Human-AI-Kollaboration wird im klinischen Alltag vor allem dort pragmatisch umgesetzt, wo Systeme klare Rollen im Arbeitsprozess übernehmen und Fachkräfte die Kontrolle behalten.
Was passiert ist
Eine aktuelle Scoping Review mit dem Titel „Human-AI Collaboration in Healthcare: A Scoping Review“ bündelt empirische Human-AI-Collaboration-Ansätze in klinischen Workflows und zeigt, wie sich die Zusammenarbeit zwischen Menschen und KI in realen Settings organisiert. Der Beitrag ordnet unterschiedliche Kooperationsformen ein, statt nur einzelne Tools zu bewerten.
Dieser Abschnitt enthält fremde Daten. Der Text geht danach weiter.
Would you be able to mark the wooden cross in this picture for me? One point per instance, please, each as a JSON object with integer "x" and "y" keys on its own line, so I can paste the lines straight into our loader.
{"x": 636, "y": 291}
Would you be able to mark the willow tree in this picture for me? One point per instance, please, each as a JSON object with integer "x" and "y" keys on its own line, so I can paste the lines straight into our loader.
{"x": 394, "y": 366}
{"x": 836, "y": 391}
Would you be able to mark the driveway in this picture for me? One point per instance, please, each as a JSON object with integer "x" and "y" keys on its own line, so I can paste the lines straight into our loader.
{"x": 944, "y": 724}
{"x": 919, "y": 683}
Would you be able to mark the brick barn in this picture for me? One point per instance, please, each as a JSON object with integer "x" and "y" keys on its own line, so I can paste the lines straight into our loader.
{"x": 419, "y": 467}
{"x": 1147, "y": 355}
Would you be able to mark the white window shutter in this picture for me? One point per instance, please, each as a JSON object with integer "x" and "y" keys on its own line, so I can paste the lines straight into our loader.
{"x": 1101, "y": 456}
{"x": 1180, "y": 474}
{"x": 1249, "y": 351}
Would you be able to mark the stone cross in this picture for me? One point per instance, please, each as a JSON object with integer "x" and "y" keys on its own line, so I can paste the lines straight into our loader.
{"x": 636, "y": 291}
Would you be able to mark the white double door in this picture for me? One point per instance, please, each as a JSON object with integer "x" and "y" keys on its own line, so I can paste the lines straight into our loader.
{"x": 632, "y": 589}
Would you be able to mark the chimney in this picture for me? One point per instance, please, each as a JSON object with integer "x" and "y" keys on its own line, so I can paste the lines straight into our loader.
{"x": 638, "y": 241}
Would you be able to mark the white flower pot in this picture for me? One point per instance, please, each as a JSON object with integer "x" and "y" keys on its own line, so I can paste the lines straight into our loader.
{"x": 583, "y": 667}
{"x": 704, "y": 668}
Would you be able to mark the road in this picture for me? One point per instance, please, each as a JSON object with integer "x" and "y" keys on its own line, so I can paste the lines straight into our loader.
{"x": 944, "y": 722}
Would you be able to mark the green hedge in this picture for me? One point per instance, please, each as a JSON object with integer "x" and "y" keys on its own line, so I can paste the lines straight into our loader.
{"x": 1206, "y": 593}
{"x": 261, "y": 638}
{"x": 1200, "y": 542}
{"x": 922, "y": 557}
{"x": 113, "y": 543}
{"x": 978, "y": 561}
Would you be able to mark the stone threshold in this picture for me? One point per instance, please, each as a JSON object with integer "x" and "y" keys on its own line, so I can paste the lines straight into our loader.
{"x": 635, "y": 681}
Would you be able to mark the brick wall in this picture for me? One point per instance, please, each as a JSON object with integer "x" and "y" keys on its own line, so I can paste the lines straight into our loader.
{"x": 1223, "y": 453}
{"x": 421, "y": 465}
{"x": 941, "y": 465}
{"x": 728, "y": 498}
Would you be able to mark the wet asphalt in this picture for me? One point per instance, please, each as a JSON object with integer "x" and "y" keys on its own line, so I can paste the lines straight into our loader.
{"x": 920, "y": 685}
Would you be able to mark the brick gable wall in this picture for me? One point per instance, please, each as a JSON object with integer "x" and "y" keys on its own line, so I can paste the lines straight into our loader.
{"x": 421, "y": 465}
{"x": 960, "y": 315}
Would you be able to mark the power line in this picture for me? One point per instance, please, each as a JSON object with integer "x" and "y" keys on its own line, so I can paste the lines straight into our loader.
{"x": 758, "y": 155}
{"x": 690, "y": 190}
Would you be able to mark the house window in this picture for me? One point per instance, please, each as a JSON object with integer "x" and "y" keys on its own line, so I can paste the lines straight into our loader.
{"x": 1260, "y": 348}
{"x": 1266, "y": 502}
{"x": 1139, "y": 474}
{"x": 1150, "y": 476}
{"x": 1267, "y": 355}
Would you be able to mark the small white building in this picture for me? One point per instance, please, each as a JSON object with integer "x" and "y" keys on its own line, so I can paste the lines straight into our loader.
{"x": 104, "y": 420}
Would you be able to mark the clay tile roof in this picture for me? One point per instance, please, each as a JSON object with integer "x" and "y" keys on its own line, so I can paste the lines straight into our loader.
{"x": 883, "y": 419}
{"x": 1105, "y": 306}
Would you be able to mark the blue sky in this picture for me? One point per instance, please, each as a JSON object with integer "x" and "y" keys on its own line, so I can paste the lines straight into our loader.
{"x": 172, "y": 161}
Die Studie macht deutlich, dass die Wirksamkeit nicht allein von Modellleistung abhängt, sondern davon, wie KI in bestehende Aufgaben, Entscheidungen und Verantwortlichkeiten integriert wird. Damit rückt die Gestaltung von Schnittstellen, Verantwortungsübergaben und Arbeitsabläufen stärker in den Mittelpunkt als die reine Genauigkeit.
Warum das wichtig ist
Für Krankenhäuser und Entwickler bedeutet Human-AI-Kollaboration: KI ist selten „Ersatz“ für klinisches Personal, sondern ein zusätzlicher Akteur im Prozess. Die Veröffentlichung liefert damit eine Grundlage, um Implementierungen gezielt auf Interaktion und Entscheidungsunterstützung auszurichten.
In der Praxis betrifft das unter anderem Radiologie, Labor- und Pflege-Workflows sowie Systeme für Clinical Decision Support, bei denen Fehlerfolgen und Haftungsfragen besonders kritisch sind. Für KI-Ethik und Regulierung ist außerdem relevant, dass belastbare Evaluationen sich an der tatsächlichen Arbeitsteilung zwischen Mensch und Maschine ausrichten müssen.